Seismic Velocity Structure of Upper Mantle Beneath the Oldest Pacific Seafloor: Insights From Finite‐Frequency Tomography
Hyunsun Kang, YoungHee Kim, Shu‐Huei Hung, Pei‐Ying Patty Lin, Takehi Isse, Hitoshi Kawakatsu, Sang‐Mook Lee, Hisashi Utada, Nozomu Takeuchi, Hajime Shiobara, Hiroko Sugioka, Seung‐Sep Kim- Geochemistry and Petrology
- Geophysics
Abstract
The oldest oceanic basin (160–180 Ma) in the western Pacific is the birthplace of the Pacific Plate and is thus essential for understanding the formation and evolution of the oceanic plate. However, the upper mantle structure beneath the region has not been thoroughly investigated because of the remoteness and difficulties of long‐term in situ seismic measurements at the ocean bottom.
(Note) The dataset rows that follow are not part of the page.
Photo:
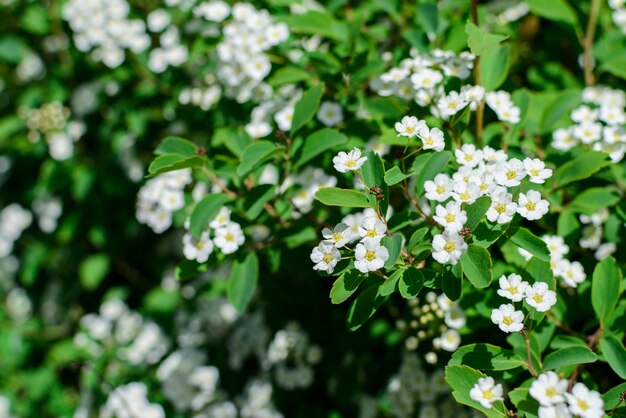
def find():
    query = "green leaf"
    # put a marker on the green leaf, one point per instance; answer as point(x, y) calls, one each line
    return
point(288, 75)
point(394, 246)
point(176, 145)
point(615, 354)
point(334, 196)
point(243, 280)
point(364, 306)
point(486, 357)
point(256, 198)
point(494, 66)
point(462, 379)
point(476, 264)
point(394, 176)
point(558, 10)
point(389, 286)
point(568, 356)
point(204, 212)
point(605, 288)
point(479, 40)
point(346, 285)
point(254, 154)
point(591, 200)
point(431, 167)
point(411, 282)
point(172, 162)
point(416, 238)
point(318, 142)
point(93, 269)
point(317, 23)
point(476, 210)
point(525, 239)
point(306, 107)
point(581, 167)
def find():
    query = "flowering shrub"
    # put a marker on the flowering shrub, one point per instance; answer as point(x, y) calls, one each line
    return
point(185, 182)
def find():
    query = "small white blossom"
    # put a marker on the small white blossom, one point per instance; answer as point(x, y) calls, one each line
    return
point(370, 256)
point(540, 297)
point(512, 287)
point(325, 256)
point(486, 392)
point(350, 161)
point(507, 318)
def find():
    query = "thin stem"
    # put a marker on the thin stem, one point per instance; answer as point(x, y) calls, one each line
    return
point(588, 42)
point(480, 111)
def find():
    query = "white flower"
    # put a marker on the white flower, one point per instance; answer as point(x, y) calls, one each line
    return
point(338, 236)
point(450, 340)
point(555, 411)
point(531, 206)
point(229, 238)
point(507, 318)
point(585, 403)
point(468, 155)
point(510, 173)
point(197, 249)
point(540, 297)
point(330, 113)
point(572, 273)
point(502, 207)
point(548, 389)
point(372, 229)
point(451, 217)
point(440, 188)
point(486, 392)
point(370, 256)
point(350, 161)
point(432, 138)
point(325, 256)
point(512, 287)
point(536, 170)
point(409, 126)
point(221, 219)
point(451, 104)
point(448, 247)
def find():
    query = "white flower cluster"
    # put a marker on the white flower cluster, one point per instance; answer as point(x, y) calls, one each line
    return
point(280, 106)
point(48, 210)
point(619, 13)
point(414, 392)
point(555, 401)
point(599, 122)
point(14, 219)
point(291, 356)
point(187, 382)
point(160, 197)
point(483, 172)
point(512, 287)
point(421, 77)
point(104, 26)
point(131, 401)
point(310, 181)
point(369, 254)
point(571, 272)
point(136, 340)
point(593, 232)
point(486, 392)
point(227, 236)
point(243, 64)
point(51, 122)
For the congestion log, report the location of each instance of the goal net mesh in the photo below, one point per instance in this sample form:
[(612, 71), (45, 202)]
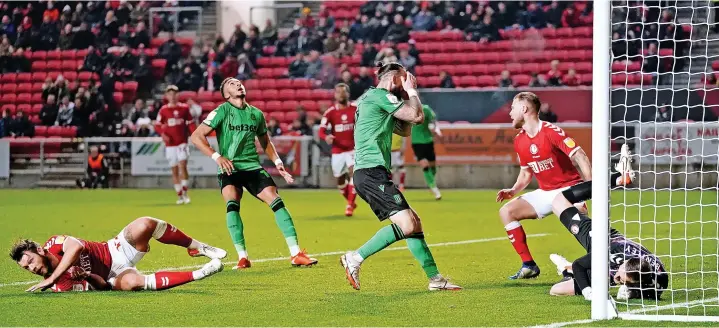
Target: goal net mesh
[(664, 105)]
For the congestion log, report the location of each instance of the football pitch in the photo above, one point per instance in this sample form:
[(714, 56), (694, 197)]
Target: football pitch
[(463, 229)]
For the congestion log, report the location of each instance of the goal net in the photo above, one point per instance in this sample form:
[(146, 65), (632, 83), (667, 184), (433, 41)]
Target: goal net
[(663, 102)]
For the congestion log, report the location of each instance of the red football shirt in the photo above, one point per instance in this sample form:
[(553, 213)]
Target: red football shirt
[(547, 155), (341, 123), (175, 122), (95, 258)]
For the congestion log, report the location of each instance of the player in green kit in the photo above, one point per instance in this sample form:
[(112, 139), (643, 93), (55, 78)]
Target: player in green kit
[(379, 114), (423, 148), (237, 124)]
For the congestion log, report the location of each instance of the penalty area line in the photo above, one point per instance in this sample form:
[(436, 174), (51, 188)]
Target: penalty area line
[(286, 258)]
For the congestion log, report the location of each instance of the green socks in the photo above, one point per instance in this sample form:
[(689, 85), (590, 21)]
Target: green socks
[(234, 225), (420, 251), (383, 238), (429, 174), (284, 222)]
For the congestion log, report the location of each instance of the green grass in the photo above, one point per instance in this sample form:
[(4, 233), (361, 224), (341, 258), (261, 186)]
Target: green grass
[(272, 293)]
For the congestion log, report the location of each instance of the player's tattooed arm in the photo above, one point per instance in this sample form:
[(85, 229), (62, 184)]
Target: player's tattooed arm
[(582, 162)]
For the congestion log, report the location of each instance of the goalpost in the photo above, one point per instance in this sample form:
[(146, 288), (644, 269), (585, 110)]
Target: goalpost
[(673, 206)]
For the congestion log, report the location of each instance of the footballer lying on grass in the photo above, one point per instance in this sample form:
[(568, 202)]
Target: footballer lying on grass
[(638, 272), (71, 264)]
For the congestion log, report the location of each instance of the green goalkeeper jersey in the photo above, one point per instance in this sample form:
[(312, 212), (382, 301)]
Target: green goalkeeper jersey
[(374, 125), (421, 133), (236, 131)]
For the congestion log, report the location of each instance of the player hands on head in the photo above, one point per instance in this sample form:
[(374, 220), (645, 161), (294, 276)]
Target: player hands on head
[(337, 129), (380, 113), (175, 124), (238, 124), (72, 264), (552, 156)]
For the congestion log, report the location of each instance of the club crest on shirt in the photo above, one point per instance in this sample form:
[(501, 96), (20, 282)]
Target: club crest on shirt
[(533, 149), (570, 142)]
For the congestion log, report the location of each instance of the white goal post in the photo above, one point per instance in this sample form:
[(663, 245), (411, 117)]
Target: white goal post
[(670, 124)]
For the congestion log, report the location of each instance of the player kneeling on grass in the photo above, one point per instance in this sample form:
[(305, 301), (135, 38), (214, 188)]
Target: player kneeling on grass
[(638, 272), (379, 114), (238, 124), (72, 264)]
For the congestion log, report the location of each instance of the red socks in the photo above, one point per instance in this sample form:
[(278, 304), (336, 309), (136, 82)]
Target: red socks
[(173, 236), (167, 280), (516, 235)]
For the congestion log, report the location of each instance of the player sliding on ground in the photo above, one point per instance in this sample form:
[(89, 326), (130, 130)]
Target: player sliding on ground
[(174, 124), (340, 121), (379, 114), (237, 124), (547, 152), (71, 264), (423, 148), (638, 272)]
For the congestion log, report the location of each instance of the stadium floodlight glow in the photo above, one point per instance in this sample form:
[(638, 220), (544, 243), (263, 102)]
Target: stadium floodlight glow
[(673, 206)]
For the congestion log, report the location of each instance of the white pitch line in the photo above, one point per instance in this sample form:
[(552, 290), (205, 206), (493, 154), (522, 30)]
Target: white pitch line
[(648, 311), (284, 258)]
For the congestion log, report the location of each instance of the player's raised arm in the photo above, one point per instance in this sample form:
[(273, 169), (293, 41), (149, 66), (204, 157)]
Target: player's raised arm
[(199, 139), (71, 248)]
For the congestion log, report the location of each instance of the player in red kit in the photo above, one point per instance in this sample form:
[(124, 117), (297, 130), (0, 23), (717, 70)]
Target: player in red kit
[(175, 125), (548, 153), (339, 120), (69, 263)]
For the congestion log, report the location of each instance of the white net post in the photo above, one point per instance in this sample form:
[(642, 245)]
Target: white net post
[(667, 113), (600, 160)]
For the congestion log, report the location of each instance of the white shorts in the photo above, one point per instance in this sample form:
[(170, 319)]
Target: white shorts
[(541, 200), (176, 154), (342, 162), (124, 256), (396, 158)]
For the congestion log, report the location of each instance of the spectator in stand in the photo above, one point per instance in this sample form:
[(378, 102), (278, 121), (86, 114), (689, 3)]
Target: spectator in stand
[(534, 17), (245, 69), (368, 55), (554, 76), (48, 113), (424, 20), (21, 126), (571, 79), (397, 32), (83, 38), (314, 65), (445, 80), (229, 66), (298, 67), (171, 51), (211, 79), (269, 33), (407, 61), (537, 81), (65, 112), (273, 127), (187, 81), (505, 80), (546, 114), (555, 15)]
From 2018 to 2019, the Oldest‐1 experiment on the oldest seafloor was conducted as part of the international Pacific Array initiative. We present the first three‐dimensional P‐wave velocity structure down to a depth of 350 km based on the relative travel time residuals of teleseismic earthquakes recorded by 11 broadband ocean‐bottom seismometers operated during the Oldest‐1 experiment. Our result shows a fast P‐wave velocity anomaly (VP perturbation of 2%–4% faster than average) at a depth of 95–185 km beneath the northeast of the study area. This structure is interpreted as evidence of dry, viscous, and rigid materials at depths below the lithosphere. Two slow anomalies (VP perturbation of 2%–4% slower than average) are seen beneath the southwestern and eastern (the oldest seafloor >170 Ma) parts of the array site. The low‐velocity zones are found at depths of 95–305 km. The observed velocity structures can be indicative of plume activities that affected the upper mantle as the Pacific Plate migrated over hotspots from the southeast. Alternatively, the observed velocity features may provide seismic evidence for small‐scale sublithospheric convection.